SintesaNews.com – Dua perahu motor penangkap ikan berangkat dari Papela, Rote Ndao, Nusa Tenggara Timur (NTT), pada 6 April 2023, pukul 11.00 WITA. Masing-masing perahu berawak 10 orang nelayan asal Rote.
Setelah berlayar hampir dua minggu, kedua kapal tersebut terjebak dalam kondisi cuaca ekstrem akibat Siklon Tropis Ilsa.
Siklon Tropis Ilsa memiliki kekuatan kategori 5, dengan kecepatan angin yang mencetak rekor baru. Siklon itu disebut-sebut sebagai yang terkuat dalam 12 tahun terakhir.
Satu perahu yang juga ditumpangi 10 nelayan tenggelam dalam kondisi cuaca ekstrem.
Namun, satu nelayan berhasil menyelamatkan diri dengan menggunakan jeriken.
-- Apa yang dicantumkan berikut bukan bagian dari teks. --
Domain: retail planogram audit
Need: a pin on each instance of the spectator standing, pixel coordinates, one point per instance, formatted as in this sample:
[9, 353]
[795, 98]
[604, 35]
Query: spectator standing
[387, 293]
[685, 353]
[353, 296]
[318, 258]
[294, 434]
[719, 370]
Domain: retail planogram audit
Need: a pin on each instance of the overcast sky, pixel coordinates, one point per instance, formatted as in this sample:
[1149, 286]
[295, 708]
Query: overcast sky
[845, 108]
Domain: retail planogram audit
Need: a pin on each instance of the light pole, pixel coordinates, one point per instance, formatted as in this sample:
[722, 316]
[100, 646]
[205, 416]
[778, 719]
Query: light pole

Dia bertahan selama 30 jam di laut sampai akhirnya terdampar di pulau pasir kecil bernama Bedwell, di Rowley Shoals, Australia.
Ternyata di pulau tersebut juga pulau dimana Perahu Motor (PM) Dioskuri 01 yang bermuatan 10 nelayan Rote lainnya terdampar, setelah dihantam Siklon Tropis Ilsa.
Sebanyak 11 nelayan Rote selama enam hari kelaparan di sebuah pulau kecil di perairan Australia— tanpa makanan dan minuman.
Kemudian saat Pasukan Perbatasan Australia (ABF) melakukan patroli dengan pesawat pada Senin (17/04), dalam operasi pengawasan, beberapa hari setelah Siklon Tropis Ilsa menghantam barat laut Australia, ABF mendeteksi keberadaan para nelayan Rote yang terdampar tersebut.
Kemudian, ABF memberi tahu Otoritas Keamanan Maritim Australia (AMSA) untuk menyelidikinya. AMSA menemukan kamp darurat dan memanggil tim darurat dari PHI Aviation.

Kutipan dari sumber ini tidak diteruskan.